Sanders had success in shifting the Democratic Party in his direction on policy. But the strategy for winning power embraced by his partisans depended on a mythologized and out-of-date theory of blue-collar political behavior, one that assumes that a portion of the electorate is crying out for socialism on the basis of their class interest. Identity, in all its complexities, appears to be far more powerful in shaping voters’ behaviors than the material interests given pride of place in Marxist theory.…

There used to be a time when this kind of class politics was quite powerful — both in the United States and, especially, in Europe. For much of the 20th century, one’s class was a powerful predictor of who won was likely to vote for across the Western world.

Yet this has changed. In recent decades, the Alford Index — a metric political scientists use to measure the role of class in voting patterns — has been in decline across Western democracies. The working class is no longer overwhelmingly likely to support left-wing parties, the upper classes no longer joined by their support for right-leaning ones.

Instead, class division has been replaced by education divides. Highly educated high income voters have tended to defect to center-left parties — think doctors — while non-college low-income voters have defected to the right. This reflects the fact that debates over social issues like immigration and gender roles, rather than issues of material redistribution, are the primary cleavages dividing Western publics. Attitudes surrounding tolerance and diversity, not redistribution, are the clearest predictor of which kind of party you’re interested in supporting nowadays.…

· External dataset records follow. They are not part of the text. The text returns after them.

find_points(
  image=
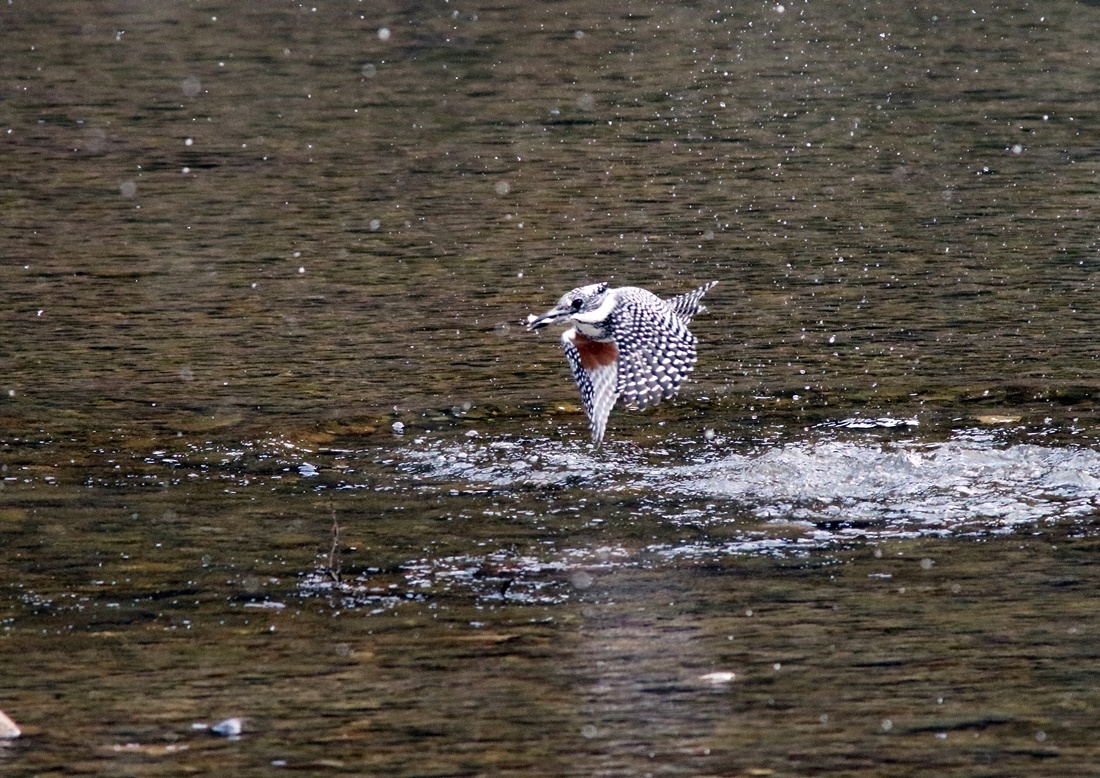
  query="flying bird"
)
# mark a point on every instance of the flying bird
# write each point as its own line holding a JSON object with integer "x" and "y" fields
{"x": 625, "y": 343}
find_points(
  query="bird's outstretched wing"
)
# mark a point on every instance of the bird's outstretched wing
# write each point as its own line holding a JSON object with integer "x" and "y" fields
{"x": 690, "y": 304}
{"x": 656, "y": 350}
{"x": 595, "y": 369}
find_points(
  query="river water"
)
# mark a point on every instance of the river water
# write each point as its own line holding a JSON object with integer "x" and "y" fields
{"x": 275, "y": 446}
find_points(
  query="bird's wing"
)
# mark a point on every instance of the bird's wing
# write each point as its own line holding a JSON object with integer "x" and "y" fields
{"x": 656, "y": 350}
{"x": 690, "y": 304}
{"x": 594, "y": 366}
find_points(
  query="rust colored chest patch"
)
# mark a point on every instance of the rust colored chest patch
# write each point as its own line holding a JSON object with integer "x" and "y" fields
{"x": 594, "y": 353}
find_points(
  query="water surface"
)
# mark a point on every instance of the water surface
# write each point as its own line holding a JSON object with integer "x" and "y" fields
{"x": 242, "y": 243}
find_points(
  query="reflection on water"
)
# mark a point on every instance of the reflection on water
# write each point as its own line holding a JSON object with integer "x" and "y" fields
{"x": 244, "y": 245}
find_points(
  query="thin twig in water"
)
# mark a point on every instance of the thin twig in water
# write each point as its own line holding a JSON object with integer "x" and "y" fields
{"x": 334, "y": 561}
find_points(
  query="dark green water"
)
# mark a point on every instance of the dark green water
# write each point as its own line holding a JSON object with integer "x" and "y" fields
{"x": 242, "y": 241}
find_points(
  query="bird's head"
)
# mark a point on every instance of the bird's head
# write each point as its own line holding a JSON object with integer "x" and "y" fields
{"x": 583, "y": 299}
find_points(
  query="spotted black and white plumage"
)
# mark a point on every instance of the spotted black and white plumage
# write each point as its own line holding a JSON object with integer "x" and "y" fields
{"x": 625, "y": 343}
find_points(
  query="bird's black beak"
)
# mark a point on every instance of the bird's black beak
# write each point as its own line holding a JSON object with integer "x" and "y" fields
{"x": 536, "y": 322}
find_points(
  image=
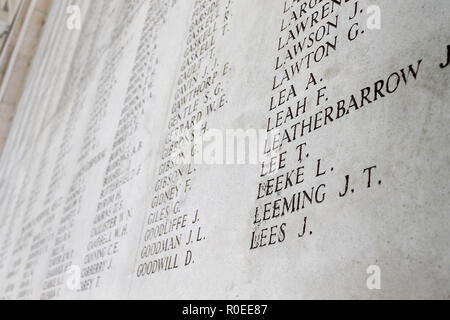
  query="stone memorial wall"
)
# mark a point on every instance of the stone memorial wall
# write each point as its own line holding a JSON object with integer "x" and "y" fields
{"x": 250, "y": 149}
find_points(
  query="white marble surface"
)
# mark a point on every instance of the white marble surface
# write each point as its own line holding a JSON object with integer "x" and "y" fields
{"x": 88, "y": 149}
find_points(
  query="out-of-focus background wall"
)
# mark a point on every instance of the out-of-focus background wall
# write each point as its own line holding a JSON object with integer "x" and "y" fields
{"x": 21, "y": 23}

The problem is a theory of change that assumes the outcome it’s aiming for. The goal of socialist politics is to reactivate the working class as a political force, but a sweeping wave in a national primary or general election is a really tough place to do that. Socialist rhetoric and policy platforms aren’t enough to change the deep logics that guide the way voters think about the world, which centers on identity issues like partisanship, race, and immigration.

You can see this problem at work in some of the American data on white working class ideology. A new survey of all white voters by YouGov, on behalf of Data for Progress, asked voters a battery of questions about their view of government and economic policy. Whites who fit the Sanders 2016 coalition profile — non-college, rural, low-income — were consistently less likely to express support for social democratic ideas.

For example, YouGov’s pollsters asked respondents whether government had gotten bigger because “the problems we face have become bigger” or government had “has gotten involved in things that people should do for themselves.” College-educated whites picked the former over the latter by a 53-47 margin, while non-college whites said the opposite by a sizable 41-59 margin.

Similarly, voters were asked what they believed was closer to their views: “the less government, the better” or “there are more things that government should be doing.” By a 58-42 margin, rural voters opted for the former over the latter.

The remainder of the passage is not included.